# Scraping User Reviews from PakWheels

In this notebook we scrape user reviews from the PakWheels website using Python libraries such as `requests` and `BeautifulSoup`.

**Imports**

In [2]:
from bs4 import BeautifulSoup
import requests
import numpy as np
import pandas as pd
import re
import os
from json import loads, dumps
from tqdm import tqdm
from time import sleep

## Scraping User Reviews

A function to scrape user reviews for a car filtered by make and model.

In [34]:
def get_car_reviews(make, model, start=1):
    all_reviews = []
    while True:
        url = f'https://www.pakwheels.com/new-cars/{make}/{model}/reviews/?page={start}'
        response = requests.get(url)
        if response.url != url:
            break
        soup = BeautifulSoup(response.content, 'lxml')
        for div in soup.find('div', class_='well mb20').find_all('div', class_='mb40'):
            review_tagline = div.find('div', class_='col-md-9').find('h3').text.strip()
            car_name = div.find('div', class_='col-md-9').find('a', class_='generic-gray').text.strip()
            meta_info = div.find('div', class_='col-md-9').find('p', class_='date').text.strip()
            try:
                familiarity = div.find('div', class_='col-md-9').find('div', class_='familiarity').text.strip()
            except:
                familiarity = ''
            try:
                review_body = loads(div.find('script').text)['reviewBody'].strip()
            except:
                review_body = ''
            try:
                overall_rating = loads(div.find('script').text)['reviewRating']['ratingValue']
            except:
                overall_rating = float('nan')
            all_ratings = div.find('ul', class_=re.compile(r'review-rating list-unstyled clearfix')).find_all('li')
            style = all_ratings[0].find('img').get('alt').strip()
            comfort = all_ratings[1].find('img').get('alt').strip()
            fuel_economy = all_ratings[2].find('img').get('alt').strip()
            perfomance = all_ratings[3].find('img').get('alt').strip()
            value_for_money = all_ratings[4].find('img').get('alt').strip()
            helpfulness = div.find('div', class_='col-md-6').find_all('div')[-1].text.strip()
            review_obj = {
                'car_model': car_name,
                'review_title': review_tagline,
                'reviewer_info': meta_info,
                'familiarity': familiarity,
                'review_text' : review_body,
                'style': style,
                'comfort_rating': comfort,
                'fuel_economy': fuel_economy,
                'perfomance': perfomance,
                'value_for_money': value_for_money,
                'overall_rating': overall_rating,
                'helpful_votes': helpfulness
            }
            all_reviews.append(review_obj)
        start += 1

    return all_reviews

Utility Functions

In [7]:
def create_directories(make, models):
    for model in models:
        dir = os.path.join('reviews', make, model)
        if not os.path.exists(dir):
            os.makedirs(dir)

In [None]:
def format_string(input):
    return input.replace(' ', '-').lower()

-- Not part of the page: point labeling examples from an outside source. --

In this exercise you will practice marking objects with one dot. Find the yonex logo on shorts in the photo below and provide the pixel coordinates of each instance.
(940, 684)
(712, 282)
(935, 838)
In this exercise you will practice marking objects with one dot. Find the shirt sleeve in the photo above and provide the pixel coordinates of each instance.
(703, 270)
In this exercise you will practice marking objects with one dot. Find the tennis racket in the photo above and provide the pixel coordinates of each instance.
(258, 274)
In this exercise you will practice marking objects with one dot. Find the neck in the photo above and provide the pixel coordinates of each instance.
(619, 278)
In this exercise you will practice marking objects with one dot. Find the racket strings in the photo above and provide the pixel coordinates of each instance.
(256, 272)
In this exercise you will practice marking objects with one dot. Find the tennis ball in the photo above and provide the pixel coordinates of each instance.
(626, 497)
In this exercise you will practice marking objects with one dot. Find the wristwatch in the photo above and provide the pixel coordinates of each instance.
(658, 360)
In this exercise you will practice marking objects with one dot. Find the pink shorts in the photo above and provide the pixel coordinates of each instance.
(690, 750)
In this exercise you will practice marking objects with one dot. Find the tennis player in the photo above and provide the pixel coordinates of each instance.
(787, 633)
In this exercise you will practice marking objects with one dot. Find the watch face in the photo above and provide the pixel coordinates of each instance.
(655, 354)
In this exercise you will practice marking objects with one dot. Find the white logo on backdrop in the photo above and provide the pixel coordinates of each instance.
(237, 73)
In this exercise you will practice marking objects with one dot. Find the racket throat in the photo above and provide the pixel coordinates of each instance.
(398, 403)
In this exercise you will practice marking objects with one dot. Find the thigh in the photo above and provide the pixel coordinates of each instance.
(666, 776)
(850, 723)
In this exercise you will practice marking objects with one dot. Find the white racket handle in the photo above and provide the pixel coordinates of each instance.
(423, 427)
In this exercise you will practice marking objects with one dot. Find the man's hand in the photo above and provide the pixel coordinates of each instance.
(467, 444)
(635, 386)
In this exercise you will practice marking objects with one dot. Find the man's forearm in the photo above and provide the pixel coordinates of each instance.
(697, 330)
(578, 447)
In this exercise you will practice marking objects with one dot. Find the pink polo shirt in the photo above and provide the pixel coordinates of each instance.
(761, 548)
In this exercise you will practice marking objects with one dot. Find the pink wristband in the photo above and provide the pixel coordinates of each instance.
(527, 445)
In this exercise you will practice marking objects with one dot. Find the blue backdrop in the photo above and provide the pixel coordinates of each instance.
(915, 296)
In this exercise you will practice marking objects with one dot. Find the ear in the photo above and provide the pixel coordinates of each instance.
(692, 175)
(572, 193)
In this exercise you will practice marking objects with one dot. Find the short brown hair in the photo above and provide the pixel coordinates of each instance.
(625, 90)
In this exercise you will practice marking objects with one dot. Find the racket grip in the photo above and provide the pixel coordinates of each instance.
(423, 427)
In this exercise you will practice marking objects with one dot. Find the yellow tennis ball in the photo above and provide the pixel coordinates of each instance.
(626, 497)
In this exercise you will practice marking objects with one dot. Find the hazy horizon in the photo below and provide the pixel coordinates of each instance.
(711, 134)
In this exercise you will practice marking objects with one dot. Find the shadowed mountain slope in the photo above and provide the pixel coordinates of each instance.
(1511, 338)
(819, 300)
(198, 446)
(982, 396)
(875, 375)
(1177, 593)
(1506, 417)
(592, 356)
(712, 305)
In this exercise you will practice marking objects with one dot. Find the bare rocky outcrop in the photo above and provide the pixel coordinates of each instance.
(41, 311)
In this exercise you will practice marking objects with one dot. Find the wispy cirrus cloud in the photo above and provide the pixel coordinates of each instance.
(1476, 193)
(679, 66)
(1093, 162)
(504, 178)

## Loading Make-Model List and Creating Directories

We will load a list of car makes and models from a JSON file and create directories for each make and its corresponding models.

In [8]:
with open('json/make_model_list.json', 'r') as f:
    make_models_list = loads(f.read())

for idx in range(len(make_models_list)):
    create_directories(make_models_list[idx]['make'], make_models_list[idx]['models'])

In [12]:
for make in os.listdir('reviews'):
    for model in tqdm(os.listdir(os.path.join('reviews', make)), desc=f'Processing {make}'):
        try:
            reviews = get_car_reviews(format_string(make), format_string(model))
            if len(reviews):
                with open(os.path.join('reviews', make, model, 'reviews_list.json'), 'w') as f:
                    f.write(dumps(reviews))
            sleep(5)
        except:
            print(make, model)
            continue

Processing Volkswagen: 100%|██████████| 7/7 [00:48<00:00,  6.99s/it]
Processing Porsche: 100%|██████████| 8/8 [00:55<00:00,  6.96s/it]
Processing Hino: 100%|██████████| 1/1 [00:07<00:00,  7.28s/it]
Processing Bugatti: 100%|██████████| 2/2 [00:13<00:00,  6.58s/it]
Processing Power: 100%|██████████| 1/1 [00:06<00:00,  6.80s/it]
Processing United: 100%|██████████| 2/2 [00:14<00:00,  7.30s/it]
Processing Mitsubishi:  50%|█████     | 12/24 [01:19<00:59,  4.94s/it]

Mitsubishi Minicab


Processing Mitsubishi:  88%|████████▊ | 21/24 [02:21<00:16,  5.36s/it]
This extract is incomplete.